What's the best way to compare / insert / update products in a MySQL db from a .CSV file What's the best way to compare / insert / update products in a MySQL db from a .CSV file codeigniter codeigniter

What's the best way to compare / insert / update products in a MySQL db from a .CSV file


We had a similar situation. After a lot of attempts at making the script better, we decided that we needed another approach to make our import work and not take ~10 hours.

What we did was dump all the PHP code, and instead use mysqlimport to load the contents of the CSV file directly into a table. That table now contains everything we need, but not in a form that's useful for us (no structure, some fields need some processing, etc.)

However, because everything is now in the database, we can do everything we want with a query.For example, deleting all data that is no longer in the import file, thats just DELETE FROM structured_table AS st LEFT JOIN unstructured_table AS ut ON st.someField = ut.someField WHERE ut.someField IS NULL;, updating existing records is just UPDATE structured_table AS st INNER JOIN unstructured_table AS ut ON st.someField = ut.someField SET st.anotherField = CONCAT(ut.aField, ' ', ut.yetAnotherField);.

Obviously, for a complex import script, your queries will be more complex and you'll need more of them. You might even need to throw some stored procedures in to do processing on individual fields. But if you can take this kind of approach you'll end up with a process that can handle a lot of data and is very scalable.


I have a similar situation... Compare around 20M records every day to update a few records with changes and add / remove the delta. Data source is CSV as well. I use perl, while I think php also work.

  1. Each record must have a linking key, SKU of product? Or something like that. May already be the primary key /unique key in your DB table.
  2. You know the lst of fields that you want to compare and update.

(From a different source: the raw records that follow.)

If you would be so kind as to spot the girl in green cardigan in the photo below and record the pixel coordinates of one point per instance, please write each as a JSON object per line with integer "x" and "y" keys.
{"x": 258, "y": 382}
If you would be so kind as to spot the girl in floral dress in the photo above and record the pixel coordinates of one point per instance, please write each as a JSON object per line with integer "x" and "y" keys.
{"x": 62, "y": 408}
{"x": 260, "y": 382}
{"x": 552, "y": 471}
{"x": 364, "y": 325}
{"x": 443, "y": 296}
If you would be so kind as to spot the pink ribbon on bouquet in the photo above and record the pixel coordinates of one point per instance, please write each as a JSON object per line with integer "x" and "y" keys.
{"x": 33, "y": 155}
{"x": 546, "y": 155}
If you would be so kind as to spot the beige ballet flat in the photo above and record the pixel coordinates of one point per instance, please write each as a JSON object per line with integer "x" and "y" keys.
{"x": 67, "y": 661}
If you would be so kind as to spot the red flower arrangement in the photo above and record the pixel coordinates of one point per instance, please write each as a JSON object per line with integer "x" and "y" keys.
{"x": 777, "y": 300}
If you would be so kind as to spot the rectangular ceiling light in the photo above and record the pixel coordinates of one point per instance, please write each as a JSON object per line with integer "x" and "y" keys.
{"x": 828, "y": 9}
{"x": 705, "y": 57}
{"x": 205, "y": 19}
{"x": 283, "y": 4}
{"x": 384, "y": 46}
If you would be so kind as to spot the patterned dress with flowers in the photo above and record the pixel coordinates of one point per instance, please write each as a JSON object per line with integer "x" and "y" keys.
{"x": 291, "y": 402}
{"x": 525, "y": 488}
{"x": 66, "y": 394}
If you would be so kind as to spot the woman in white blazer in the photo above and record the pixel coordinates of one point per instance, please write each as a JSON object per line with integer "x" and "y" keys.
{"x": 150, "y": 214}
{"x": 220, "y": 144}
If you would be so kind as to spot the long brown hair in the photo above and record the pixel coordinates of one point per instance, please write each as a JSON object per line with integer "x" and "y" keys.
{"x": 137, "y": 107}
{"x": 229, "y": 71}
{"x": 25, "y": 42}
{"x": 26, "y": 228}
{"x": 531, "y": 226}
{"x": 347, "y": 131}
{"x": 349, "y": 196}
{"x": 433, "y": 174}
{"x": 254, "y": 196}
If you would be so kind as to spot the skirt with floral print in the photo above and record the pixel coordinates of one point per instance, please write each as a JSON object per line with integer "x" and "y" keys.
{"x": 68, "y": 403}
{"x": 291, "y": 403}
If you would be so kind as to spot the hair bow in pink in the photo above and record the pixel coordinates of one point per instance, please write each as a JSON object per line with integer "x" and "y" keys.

Step 1: read ALL records from DB, store in an array using the linking key as named index.

1.1: value is concat of all fields need to compare, or md5() of the concat result to save memory.

Step 2: loop through the CSV file, extract the linking key and new values per row.

2.1: if linking key is NOT in the array, INSERT action to DB.

2.2: isset() return true so compare the values (or md5() of the value concat), if different, UPDATE action to DB.

2.3: delete this entry from the array.

Step 3: by the end of reading the CSV, the entries remains in the array were records to DELETE.

In my case, it use less than 2GB RAM for the process and runs around 3 minutes, which should be feasible and acceptable.